Maar wanneer je dit Bijbelgedeelte aandachtig leest, zie je dat Jezus het had over de volmaakte, bruisende eenheid tussen God de Vader en de Zoon. En dat Jezus ware christengelovigen wil meenemen in die volmaakte eenheid, die dan bestaat uit de Vader, de Zoon en Gods kinderen. Dat is een geestelijke eenheid van zuivere liefdesrelaties. Dat is eindeloos veel diepgaander en mooier dan de eenheid die de oecumenische beweging nastreeft. Door deze woorden geeft Jezus zijn discipelen een inkijkje in de diepste bedoelingen en verlangens van zijn hart.
Jezus bidt verder voor zijn discipelen
"Vader, u hebt hen aan mij geschonken, laat hen dan zijn waar ik ben.
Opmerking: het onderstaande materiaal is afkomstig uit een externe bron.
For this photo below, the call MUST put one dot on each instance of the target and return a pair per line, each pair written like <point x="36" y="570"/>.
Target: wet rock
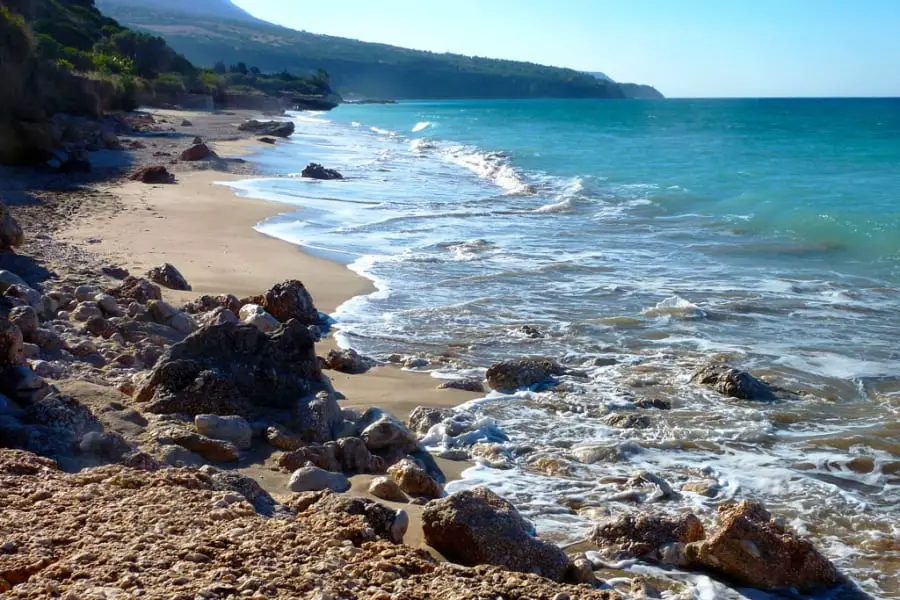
<point x="197" y="152"/>
<point x="136" y="289"/>
<point x="317" y="171"/>
<point x="749" y="547"/>
<point x="387" y="489"/>
<point x="242" y="366"/>
<point x="733" y="383"/>
<point x="466" y="385"/>
<point x="643" y="535"/>
<point x="314" y="479"/>
<point x="212" y="450"/>
<point x="477" y="527"/>
<point x="231" y="428"/>
<point x="281" y="129"/>
<point x="348" y="361"/>
<point x="511" y="375"/>
<point x="413" y="480"/>
<point x="256" y="315"/>
<point x="168" y="276"/>
<point x="290" y="300"/>
<point x="156" y="174"/>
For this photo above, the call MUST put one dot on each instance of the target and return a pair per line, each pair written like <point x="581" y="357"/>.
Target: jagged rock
<point x="733" y="383"/>
<point x="231" y="428"/>
<point x="466" y="385"/>
<point x="256" y="315"/>
<point x="290" y="300"/>
<point x="387" y="489"/>
<point x="246" y="366"/>
<point x="511" y="375"/>
<point x="413" y="480"/>
<point x="268" y="128"/>
<point x="348" y="361"/>
<point x="477" y="527"/>
<point x="11" y="235"/>
<point x="643" y="535"/>
<point x="213" y="450"/>
<point x="314" y="479"/>
<point x="749" y="547"/>
<point x="284" y="439"/>
<point x="197" y="152"/>
<point x="136" y="289"/>
<point x="25" y="318"/>
<point x="168" y="276"/>
<point x="317" y="171"/>
<point x="156" y="174"/>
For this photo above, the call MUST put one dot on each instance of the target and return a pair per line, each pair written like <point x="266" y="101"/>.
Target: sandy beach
<point x="207" y="231"/>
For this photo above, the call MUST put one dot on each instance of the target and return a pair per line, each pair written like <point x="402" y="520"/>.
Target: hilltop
<point x="213" y="30"/>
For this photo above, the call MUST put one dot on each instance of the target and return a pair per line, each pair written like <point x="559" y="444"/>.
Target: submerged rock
<point x="733" y="383"/>
<point x="477" y="527"/>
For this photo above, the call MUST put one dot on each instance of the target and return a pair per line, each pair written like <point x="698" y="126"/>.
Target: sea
<point x="642" y="239"/>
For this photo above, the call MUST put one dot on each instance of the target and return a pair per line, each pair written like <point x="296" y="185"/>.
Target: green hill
<point x="207" y="31"/>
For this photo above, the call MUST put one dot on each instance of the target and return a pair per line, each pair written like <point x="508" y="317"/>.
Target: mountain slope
<point x="208" y="31"/>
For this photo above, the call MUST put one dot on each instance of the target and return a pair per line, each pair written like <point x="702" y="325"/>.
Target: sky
<point x="686" y="48"/>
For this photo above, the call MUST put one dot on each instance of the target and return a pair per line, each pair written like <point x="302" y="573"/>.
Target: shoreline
<point x="227" y="254"/>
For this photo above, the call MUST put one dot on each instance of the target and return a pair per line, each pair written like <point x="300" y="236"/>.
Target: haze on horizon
<point x="685" y="48"/>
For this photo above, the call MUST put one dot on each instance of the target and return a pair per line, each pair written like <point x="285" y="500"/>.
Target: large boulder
<point x="511" y="375"/>
<point x="168" y="276"/>
<point x="476" y="527"/>
<point x="749" y="547"/>
<point x="733" y="383"/>
<point x="269" y="128"/>
<point x="317" y="171"/>
<point x="244" y="366"/>
<point x="290" y="300"/>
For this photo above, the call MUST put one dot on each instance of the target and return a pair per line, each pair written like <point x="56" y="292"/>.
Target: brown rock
<point x="477" y="527"/>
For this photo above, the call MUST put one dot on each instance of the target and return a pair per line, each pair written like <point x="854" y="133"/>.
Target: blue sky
<point x="687" y="48"/>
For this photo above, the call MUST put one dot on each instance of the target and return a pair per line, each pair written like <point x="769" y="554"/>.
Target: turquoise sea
<point x="643" y="238"/>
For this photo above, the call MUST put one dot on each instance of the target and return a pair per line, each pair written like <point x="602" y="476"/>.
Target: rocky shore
<point x="174" y="421"/>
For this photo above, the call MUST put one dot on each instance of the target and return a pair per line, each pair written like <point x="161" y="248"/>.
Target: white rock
<point x="234" y="429"/>
<point x="314" y="479"/>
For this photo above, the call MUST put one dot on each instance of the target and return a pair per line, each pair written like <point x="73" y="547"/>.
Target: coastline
<point x="208" y="231"/>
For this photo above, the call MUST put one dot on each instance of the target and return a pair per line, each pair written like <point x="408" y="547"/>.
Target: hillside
<point x="213" y="30"/>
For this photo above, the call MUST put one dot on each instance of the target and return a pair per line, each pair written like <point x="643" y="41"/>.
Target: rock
<point x="511" y="375"/>
<point x="232" y="429"/>
<point x="85" y="311"/>
<point x="752" y="549"/>
<point x="477" y="527"/>
<point x="281" y="129"/>
<point x="139" y="290"/>
<point x="643" y="535"/>
<point x="213" y="450"/>
<point x="156" y="174"/>
<point x="466" y="385"/>
<point x="290" y="300"/>
<point x="25" y="319"/>
<point x="12" y="351"/>
<point x="242" y="366"/>
<point x="733" y="383"/>
<point x="283" y="438"/>
<point x="107" y="304"/>
<point x="197" y="152"/>
<point x="314" y="479"/>
<point x="387" y="489"/>
<point x="11" y="235"/>
<point x="317" y="171"/>
<point x="168" y="276"/>
<point x="348" y="361"/>
<point x="413" y="480"/>
<point x="256" y="315"/>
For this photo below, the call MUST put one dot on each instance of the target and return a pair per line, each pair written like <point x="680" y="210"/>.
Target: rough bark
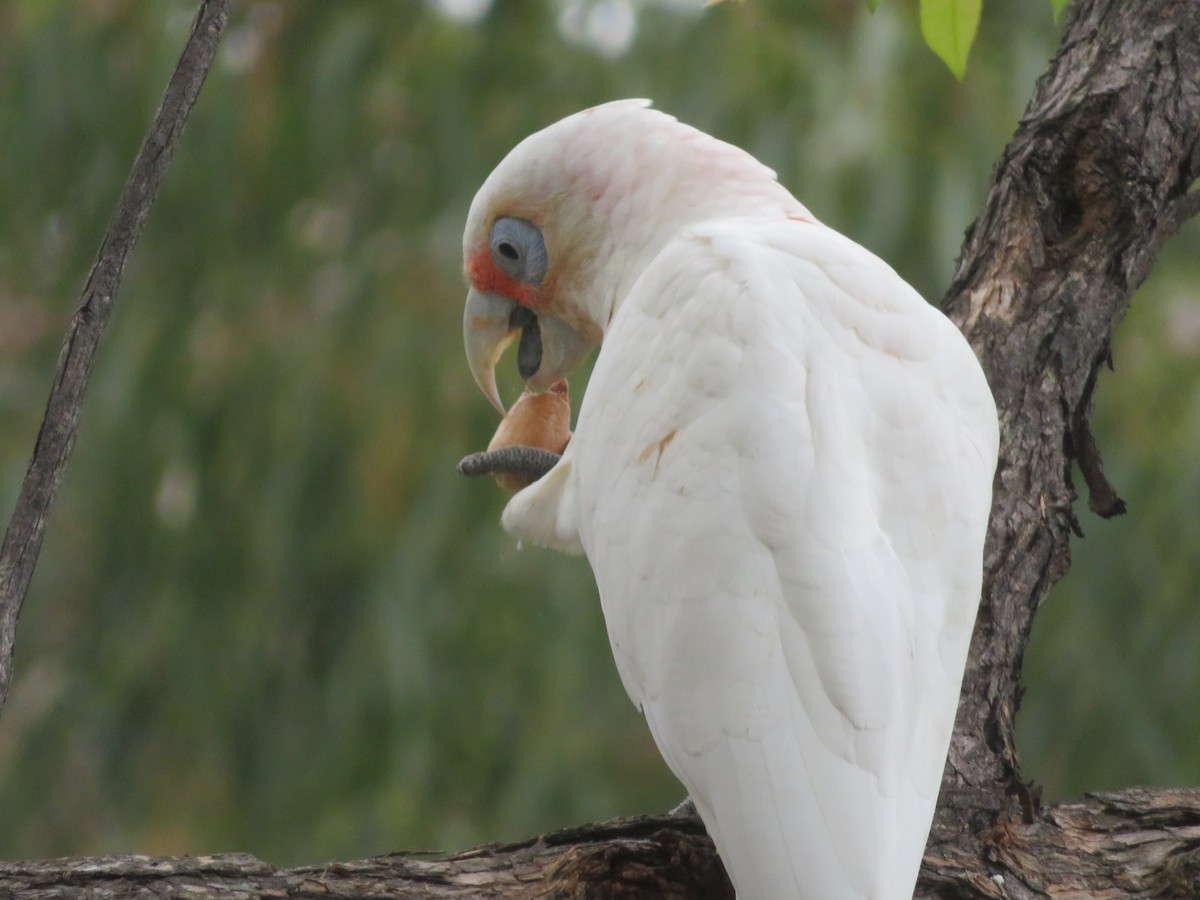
<point x="55" y="439"/>
<point x="1095" y="180"/>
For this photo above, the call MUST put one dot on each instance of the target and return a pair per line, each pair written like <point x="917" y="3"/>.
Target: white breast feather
<point x="781" y="477"/>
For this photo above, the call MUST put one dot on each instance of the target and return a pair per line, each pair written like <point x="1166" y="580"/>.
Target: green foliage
<point x="269" y="615"/>
<point x="949" y="28"/>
Dan zullen zij de grootheid zien die u mij gegeven hebt omdat u mij al liefhad voordat de wereld gegrondvest werd." (Johannes 17:24, NBV2004)
Jezus heeft de vriendschap met zijn naaste discipelen gebruikt om zijn leven met hen te delen. Niet om iets van hen af te nemen, maar om hen het allerbeste te geven.
Aan het einde van zijn gebed komt Jezus terug op het eerste onderwerp waarover ze deze avond hadden gesproken: dat zijn naaste discpelen aan het einde van hun aardse leven voor eeuwig bij Hem mogen zijn.
"Rechtvaardige Vader, de wereld kent u niet, maar ik ken u, en zij weten dat u mij hebt gezonden. Ik heb hun uw naam bekendgemaakt en dat zal ik blijven doen, zodat de liefde waarmee u mij liefhad in hen zal zijn en ik in hen." (Johannes 17:25-26, NBV2004)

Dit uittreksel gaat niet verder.